US 12,314,441 B1
	Privacy preservation within datasets
Syed Kashif Hussain Shah, Santa Clara, CA (US); Kalpit Dixit, Mountain View, CA (US); Yuchen Tian, Mountain View, CA (US); Jie Ma, Seattle, WA (US); and Yaser Al-Onaizan, Cortlandt Manor, NY (US)
Assigned to Amazon Technologies, Inc., Reno, NV (US)
Filed by Amazon Technologies, Inc., Reno, NV (US)
Filed on Sep. 13, 2021, as Appl. No. 17/473,471.
Int. Cl.

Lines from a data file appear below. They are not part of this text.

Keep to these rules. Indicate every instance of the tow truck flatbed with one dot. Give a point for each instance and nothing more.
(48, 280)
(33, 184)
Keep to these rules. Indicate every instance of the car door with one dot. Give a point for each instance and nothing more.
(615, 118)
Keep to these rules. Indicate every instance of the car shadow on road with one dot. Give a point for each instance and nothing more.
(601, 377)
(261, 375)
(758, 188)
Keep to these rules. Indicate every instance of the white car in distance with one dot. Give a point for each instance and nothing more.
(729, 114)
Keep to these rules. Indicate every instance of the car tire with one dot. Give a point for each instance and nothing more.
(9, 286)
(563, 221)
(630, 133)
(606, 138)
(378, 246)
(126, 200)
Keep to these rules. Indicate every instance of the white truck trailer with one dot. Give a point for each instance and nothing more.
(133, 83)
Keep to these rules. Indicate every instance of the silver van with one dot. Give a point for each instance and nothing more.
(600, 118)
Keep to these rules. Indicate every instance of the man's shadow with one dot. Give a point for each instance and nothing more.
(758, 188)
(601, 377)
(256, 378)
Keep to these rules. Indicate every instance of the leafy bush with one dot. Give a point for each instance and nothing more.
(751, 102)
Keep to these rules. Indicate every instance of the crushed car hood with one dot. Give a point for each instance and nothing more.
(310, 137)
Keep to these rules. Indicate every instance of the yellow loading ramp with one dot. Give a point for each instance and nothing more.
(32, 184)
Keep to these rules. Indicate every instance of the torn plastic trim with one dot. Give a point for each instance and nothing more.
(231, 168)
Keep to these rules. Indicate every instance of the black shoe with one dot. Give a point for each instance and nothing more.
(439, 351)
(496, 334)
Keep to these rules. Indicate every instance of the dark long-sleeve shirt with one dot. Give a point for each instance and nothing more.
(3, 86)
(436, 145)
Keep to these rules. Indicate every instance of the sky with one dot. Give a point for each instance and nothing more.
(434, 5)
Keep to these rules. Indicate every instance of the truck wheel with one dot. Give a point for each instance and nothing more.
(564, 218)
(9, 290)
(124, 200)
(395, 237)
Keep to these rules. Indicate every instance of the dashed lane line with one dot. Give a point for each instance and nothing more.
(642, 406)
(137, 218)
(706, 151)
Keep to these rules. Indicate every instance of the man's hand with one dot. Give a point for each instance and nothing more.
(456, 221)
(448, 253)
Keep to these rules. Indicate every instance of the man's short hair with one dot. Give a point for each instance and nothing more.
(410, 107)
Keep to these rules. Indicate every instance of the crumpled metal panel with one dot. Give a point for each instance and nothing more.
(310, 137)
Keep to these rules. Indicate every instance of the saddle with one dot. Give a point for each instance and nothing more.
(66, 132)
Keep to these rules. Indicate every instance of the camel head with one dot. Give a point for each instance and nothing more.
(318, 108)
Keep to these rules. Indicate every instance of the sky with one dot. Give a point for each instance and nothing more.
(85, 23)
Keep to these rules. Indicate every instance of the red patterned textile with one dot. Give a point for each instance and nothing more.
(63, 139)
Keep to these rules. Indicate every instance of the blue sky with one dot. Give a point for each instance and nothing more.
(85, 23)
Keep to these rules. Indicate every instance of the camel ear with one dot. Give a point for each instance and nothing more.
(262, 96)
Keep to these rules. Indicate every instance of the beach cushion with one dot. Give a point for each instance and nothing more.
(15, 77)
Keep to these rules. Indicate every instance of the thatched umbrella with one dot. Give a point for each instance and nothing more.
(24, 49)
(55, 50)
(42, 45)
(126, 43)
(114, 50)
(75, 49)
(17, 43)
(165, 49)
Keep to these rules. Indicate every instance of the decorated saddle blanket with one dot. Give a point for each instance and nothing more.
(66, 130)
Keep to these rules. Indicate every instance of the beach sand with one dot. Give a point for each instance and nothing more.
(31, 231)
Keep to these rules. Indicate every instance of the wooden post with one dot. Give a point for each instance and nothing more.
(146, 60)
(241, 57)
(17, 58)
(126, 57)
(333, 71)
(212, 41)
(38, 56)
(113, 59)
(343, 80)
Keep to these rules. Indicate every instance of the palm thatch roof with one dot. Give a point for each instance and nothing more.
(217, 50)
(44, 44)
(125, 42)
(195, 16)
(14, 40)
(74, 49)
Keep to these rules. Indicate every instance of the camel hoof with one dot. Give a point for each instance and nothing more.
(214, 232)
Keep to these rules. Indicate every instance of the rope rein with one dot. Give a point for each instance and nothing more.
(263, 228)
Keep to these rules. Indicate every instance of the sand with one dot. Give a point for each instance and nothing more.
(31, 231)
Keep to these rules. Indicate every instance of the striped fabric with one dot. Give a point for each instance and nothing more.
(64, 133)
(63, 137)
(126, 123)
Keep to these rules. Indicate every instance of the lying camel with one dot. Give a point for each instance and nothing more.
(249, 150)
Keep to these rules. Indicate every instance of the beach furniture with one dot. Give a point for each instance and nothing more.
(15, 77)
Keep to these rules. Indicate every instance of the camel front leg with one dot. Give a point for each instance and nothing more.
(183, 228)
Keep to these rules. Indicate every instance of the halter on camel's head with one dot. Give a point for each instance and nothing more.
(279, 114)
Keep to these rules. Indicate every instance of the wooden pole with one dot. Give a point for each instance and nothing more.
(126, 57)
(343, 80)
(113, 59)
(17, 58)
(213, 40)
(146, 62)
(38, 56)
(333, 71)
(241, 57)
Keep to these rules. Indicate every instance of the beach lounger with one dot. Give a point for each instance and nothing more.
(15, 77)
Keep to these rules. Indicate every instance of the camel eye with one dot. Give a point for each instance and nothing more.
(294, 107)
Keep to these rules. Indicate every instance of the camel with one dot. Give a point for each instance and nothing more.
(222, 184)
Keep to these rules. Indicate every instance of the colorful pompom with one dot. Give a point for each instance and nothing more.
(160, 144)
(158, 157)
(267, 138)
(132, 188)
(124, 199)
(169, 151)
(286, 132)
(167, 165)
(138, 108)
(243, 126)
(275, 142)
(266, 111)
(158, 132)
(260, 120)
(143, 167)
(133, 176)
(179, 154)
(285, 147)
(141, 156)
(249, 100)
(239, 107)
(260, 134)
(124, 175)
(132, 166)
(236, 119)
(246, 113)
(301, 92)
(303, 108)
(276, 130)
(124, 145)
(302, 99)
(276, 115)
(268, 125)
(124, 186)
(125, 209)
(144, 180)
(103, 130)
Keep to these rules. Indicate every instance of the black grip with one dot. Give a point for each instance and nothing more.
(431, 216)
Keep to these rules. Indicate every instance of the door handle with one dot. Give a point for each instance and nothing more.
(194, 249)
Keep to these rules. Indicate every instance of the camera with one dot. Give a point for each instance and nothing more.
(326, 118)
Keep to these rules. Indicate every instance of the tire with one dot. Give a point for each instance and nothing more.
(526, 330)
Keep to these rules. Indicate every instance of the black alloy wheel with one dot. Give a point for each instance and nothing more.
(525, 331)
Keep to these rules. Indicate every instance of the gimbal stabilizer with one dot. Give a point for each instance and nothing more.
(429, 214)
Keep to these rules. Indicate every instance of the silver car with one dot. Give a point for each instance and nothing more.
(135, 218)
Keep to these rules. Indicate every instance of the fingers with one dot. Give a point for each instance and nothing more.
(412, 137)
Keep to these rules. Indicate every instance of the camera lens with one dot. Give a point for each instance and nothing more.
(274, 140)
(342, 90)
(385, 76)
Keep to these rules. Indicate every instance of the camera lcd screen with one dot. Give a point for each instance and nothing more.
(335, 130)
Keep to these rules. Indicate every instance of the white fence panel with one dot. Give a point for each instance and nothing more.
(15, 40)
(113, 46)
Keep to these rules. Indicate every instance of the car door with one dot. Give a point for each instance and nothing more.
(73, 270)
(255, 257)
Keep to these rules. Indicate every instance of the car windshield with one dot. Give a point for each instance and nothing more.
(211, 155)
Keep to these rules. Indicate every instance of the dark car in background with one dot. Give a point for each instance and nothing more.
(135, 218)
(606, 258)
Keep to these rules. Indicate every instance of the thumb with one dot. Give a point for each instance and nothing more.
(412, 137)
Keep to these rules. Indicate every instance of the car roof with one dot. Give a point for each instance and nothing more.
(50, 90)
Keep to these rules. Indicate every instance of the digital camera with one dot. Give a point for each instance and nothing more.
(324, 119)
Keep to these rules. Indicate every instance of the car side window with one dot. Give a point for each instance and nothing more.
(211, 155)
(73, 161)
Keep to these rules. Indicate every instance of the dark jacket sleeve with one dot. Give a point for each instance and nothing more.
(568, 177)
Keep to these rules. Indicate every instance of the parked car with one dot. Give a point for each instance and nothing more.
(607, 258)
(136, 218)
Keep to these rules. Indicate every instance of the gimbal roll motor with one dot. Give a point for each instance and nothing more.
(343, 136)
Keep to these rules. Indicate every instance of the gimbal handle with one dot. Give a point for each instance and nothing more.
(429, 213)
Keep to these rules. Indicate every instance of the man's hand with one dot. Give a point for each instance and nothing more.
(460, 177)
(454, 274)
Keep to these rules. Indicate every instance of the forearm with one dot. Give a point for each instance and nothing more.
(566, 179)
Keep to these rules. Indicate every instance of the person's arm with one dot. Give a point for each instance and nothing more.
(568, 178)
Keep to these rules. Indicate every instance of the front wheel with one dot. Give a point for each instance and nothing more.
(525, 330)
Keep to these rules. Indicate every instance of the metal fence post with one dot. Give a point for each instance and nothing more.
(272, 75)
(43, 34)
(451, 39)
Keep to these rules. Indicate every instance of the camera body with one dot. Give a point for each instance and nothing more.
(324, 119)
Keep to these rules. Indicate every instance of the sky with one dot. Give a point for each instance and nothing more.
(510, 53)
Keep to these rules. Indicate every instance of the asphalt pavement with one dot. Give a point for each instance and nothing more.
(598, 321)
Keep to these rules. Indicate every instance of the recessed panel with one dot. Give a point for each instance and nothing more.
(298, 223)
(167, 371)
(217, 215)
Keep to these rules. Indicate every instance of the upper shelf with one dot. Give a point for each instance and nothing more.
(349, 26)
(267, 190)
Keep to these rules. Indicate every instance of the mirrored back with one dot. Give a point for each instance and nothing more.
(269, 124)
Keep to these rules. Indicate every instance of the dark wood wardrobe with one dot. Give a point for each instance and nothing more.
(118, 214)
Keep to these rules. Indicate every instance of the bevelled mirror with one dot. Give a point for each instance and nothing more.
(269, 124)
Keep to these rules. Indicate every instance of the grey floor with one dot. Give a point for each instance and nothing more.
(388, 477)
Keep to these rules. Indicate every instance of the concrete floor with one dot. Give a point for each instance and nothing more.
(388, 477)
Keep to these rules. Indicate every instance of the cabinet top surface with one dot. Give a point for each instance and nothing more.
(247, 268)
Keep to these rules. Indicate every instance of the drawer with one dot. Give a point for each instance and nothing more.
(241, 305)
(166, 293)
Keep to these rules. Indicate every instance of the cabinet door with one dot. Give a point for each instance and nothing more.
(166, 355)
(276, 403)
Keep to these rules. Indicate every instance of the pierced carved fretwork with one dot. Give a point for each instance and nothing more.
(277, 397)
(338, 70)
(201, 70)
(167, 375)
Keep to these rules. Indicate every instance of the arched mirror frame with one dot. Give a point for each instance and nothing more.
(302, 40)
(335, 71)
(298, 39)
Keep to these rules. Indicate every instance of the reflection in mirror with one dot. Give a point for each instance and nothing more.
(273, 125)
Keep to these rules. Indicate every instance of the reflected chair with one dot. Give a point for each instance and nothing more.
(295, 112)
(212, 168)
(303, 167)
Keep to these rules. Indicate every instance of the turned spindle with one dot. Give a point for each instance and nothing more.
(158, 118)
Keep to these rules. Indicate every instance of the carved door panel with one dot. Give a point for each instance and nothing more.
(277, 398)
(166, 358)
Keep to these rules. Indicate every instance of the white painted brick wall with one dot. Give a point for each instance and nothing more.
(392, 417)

G06F 40/40 (2020.01); G06F 16/93 (2019.01); G06F 21/62 (2013.01); G06N 20/00 (2019.01)

CPC G06F 21/6254 (2013.01) [G06F 16/93 (2019.01); G06N 20/00 (2019.01)]

18 Claims

1. A computer-implemented method, comprising:

determining a document from a plurality of documents includes personally identifiable information (PII);

determining, within the document, two or more spans corresponding to the PII, the two or more spans including metadata corresponding to an individual span type;

replacing a first span of the two or more spans with one or more first replacement values, the one or more first replacement values corresponding to the individual span type associated with the first span of the two or more spans;

replacing a second span of the two or more spans with one or more second replacement values, different from the one or more first replacement values, the one or more second replacement values corresponding to the individual span type associated with the second span of the two or more spans;

generating a dataset, the dataset including at least the document and at least one other document from the plurality of documents;

determining the dataset includes one or more biases corresponding to one or more elements that are over-represented or under-represented within the dataset, based at least in part on one or more dataset properties; and

modifying the dataset, based at least in part on the one or more dataset properties.